Edita is a hardworking Ugandan nurse and wife. She currently runs a small drug shop as a nurse assistance with the support of her husband, who runs a neighboring store. Edita visited Nyakibale Hospital with severe abdominal pain, loss of appetite, and other serious issues. She first went to a clinic where she was then recommended to get another opinion. After further review by a doctor, Edita had been recommended a curative surgery for a newly discovered cyst, for which the doctor expects a complete recovery. She is unable to fund the cost of her surgery and therefore she is requesting support. Edita says “With your support, I will be treated. I know the pain I have will go by Gods mercy.”
Alexia is a first-year student nurse from the Philippines. Alexia's mother is a stay-at-home mom, and her father works as a ride operator abroad. Despite working hard, her father's income is only enough for the family's basic needs. In March, Alexia began to experience troubling symptoms, including severe abdominal pain radiating to her back. Alexia was brought to a nearby hospital to be treated. Upon having her ultrasound test, it showed that she was suffering from a gallstone. Alexia has been advised to undergo a cholecystectomy, the surgical removal of the gallbladder. If left untreated, her symptoms will continue to worsen and put him at risk for further health complications in the future. After seeking treatment through our medical partner, World Surgical Foundation Philippines (WSFP), Alexia is scheduled to undergo a cholecystectomy on September 5th. A portion of the cost of the procedure is being supported by the Philippine Health Insurance Corporation, and WSFP is raising the remaining $820 to cover the cost of Alexia's surgery make her care possible. Alexia's mother shared, "We are financially incapable to pay for her medical bills. With this surgery, we don't have to worry about it anymore. I'd like to thank WATSI and World Surgical Foundation Philippines! We're so fortunate to be one of your beneficiaries."

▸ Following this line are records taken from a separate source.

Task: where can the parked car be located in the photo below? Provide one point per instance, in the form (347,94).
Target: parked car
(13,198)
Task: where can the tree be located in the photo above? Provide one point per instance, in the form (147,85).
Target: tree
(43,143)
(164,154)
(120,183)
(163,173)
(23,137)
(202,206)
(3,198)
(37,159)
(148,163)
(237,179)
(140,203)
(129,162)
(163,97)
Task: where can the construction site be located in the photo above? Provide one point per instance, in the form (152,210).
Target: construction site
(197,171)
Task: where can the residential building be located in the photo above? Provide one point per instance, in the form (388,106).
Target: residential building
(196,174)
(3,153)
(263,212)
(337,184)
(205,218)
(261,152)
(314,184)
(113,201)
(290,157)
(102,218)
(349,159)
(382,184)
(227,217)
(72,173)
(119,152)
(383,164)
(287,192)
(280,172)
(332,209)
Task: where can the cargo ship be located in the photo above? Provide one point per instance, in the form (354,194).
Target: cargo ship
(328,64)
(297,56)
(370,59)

Dorcas is an adorable one-month-old baby from Tanzania who loves being close to her mother. Her mother practices subsistence farming, and she is their family's sole source of income. Dorcas was born with clubfoot, a condition in which the foot is twisted out of shape. Because of this, her right foot is twisted both downwards and inwards. This has made standing up, walking, and wearing shoes very difficult for her. Her mother shares that due to financial difficulties, she is worried about the cost of Dorcas's needed surgery. Fortunately, her family traveled to visit our medical partner's care center, Arusha Lutheran Medical Centre. On August 9th, surgeons will perform clubfoot repair surgery on Dorcas. Our medical partner, African Mission Healthcare Foundation, is requesting $935 to fund this procedure. After treatment, she will be able to walk without straining. Dorcas's mother says, "I will tell my daughter about the help she got here and how it changed her life."